IMF report for Geece

Πέμ, 13/06/2013 - 20:15

The Wall Street Journal


March 16, 2012, 11:47 p.m. ET

IMF Report Offers Bleak Outlook for Greece


WASHINGTON—An International Monetary Fund staff report warned that Greece's loan program faces "exceptionally high" risks and said Athens may need further debt restructuring and additional financing that Europe should cover.

"A disorderly euro exit would be unavoidable" without continued support, fund staff said in the report.

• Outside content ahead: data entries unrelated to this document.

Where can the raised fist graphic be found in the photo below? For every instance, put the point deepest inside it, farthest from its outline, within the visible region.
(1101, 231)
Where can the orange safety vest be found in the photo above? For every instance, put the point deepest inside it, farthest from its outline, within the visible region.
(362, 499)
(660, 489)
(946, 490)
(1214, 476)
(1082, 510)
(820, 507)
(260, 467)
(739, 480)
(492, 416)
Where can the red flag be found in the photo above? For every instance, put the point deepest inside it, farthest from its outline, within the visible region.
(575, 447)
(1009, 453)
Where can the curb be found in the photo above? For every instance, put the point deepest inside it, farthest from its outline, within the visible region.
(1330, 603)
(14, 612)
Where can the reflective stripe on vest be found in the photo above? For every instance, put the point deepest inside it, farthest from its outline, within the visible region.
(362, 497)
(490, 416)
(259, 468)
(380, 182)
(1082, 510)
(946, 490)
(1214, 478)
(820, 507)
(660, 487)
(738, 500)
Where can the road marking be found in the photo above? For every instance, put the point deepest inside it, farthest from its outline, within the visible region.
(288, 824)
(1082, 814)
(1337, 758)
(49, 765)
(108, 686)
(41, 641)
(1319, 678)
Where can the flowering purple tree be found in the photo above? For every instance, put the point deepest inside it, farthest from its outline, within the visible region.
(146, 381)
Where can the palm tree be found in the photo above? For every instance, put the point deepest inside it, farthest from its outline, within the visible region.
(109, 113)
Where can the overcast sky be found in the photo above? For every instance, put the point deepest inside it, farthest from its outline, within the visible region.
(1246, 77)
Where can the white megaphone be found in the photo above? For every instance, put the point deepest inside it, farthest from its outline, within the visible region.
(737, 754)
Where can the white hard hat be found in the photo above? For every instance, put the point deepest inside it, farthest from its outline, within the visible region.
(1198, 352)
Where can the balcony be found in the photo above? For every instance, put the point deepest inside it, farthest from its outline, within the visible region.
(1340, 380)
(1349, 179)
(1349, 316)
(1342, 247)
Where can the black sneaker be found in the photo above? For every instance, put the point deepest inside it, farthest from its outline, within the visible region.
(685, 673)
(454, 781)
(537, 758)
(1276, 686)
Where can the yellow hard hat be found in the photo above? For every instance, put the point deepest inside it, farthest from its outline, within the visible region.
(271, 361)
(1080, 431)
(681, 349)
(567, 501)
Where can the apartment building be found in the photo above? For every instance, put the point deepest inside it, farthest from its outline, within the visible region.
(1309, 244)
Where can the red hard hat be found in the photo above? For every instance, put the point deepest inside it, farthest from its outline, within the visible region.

The report was released a day after the IMF's executive board approved a €28 billion ($36.9 billion) loan for the country. The program is part of a larger bailout package that includes bailout cash from the European Union and a restructuring of Greek government debt held by the private sector.

The 231-page staff report, written by IMF economists, painted the bleakest picture yet of Greece's outlook. The report outlines fund's strategies on Greece and details risks involved in returning Greece back to economic health.

IMF staff said Greece can't absorb any adverse shocks or program failures, otherwise risking much higher debt levels. Officials are particularly concerned about the ability of Athens to politically deliver on the tough economic-overhaul policies Greece promised to win more than €200 billion in loans and debt forgiveness. In the near term, fund staff are concerned that forthcoming elections in Athens may mean new leaders aren't as committed to overhaul policies.

"Materialization of these risks would most likely require additional debt relief by the official sector and, short of that, lead to a sovereign default," IMF staff said.

Given the challenges and Athens's track record of failing to meet targets under its old loan program, the new loan package "is subject to exceptional risks," they said. "Greece will remain accident prone," with debt expected to remain so high for a long time.

Even if Greece follows through on its commitments, the country may still need up to €13 billion more than promised by Europe and the IMF through the first quarter of 2016, staff said.

The IMF report warned that even if Greece implements the program fully, it could take more than a decade for the country to fix its competitiveness problem. Staff said the long recovery period was partially caused by the limits of the debt swap with private bondholders and the decision for the European Central Bank to avoid restructuring its own holdings of Greek government bonds.

"Commitment by Greece's European partners to continue to provide support until [market] access is restored, provided that Greece continues to implement and adhere to program policies, is crucial," IMF staff said.

Several senior officials at the fund have said the Greece loan program simply buys time for other ailing euro-zone countries to put their economies back on a healthy path and for banks to insulate themselves against a worsening of the debt crisis. The fund is urging euro-zone leaders to boost the size of its general bailout fund by at least half and to use some of that cash to bulk up banks' capital defenses.

—Stelios Bouras in Athens contributed to this article.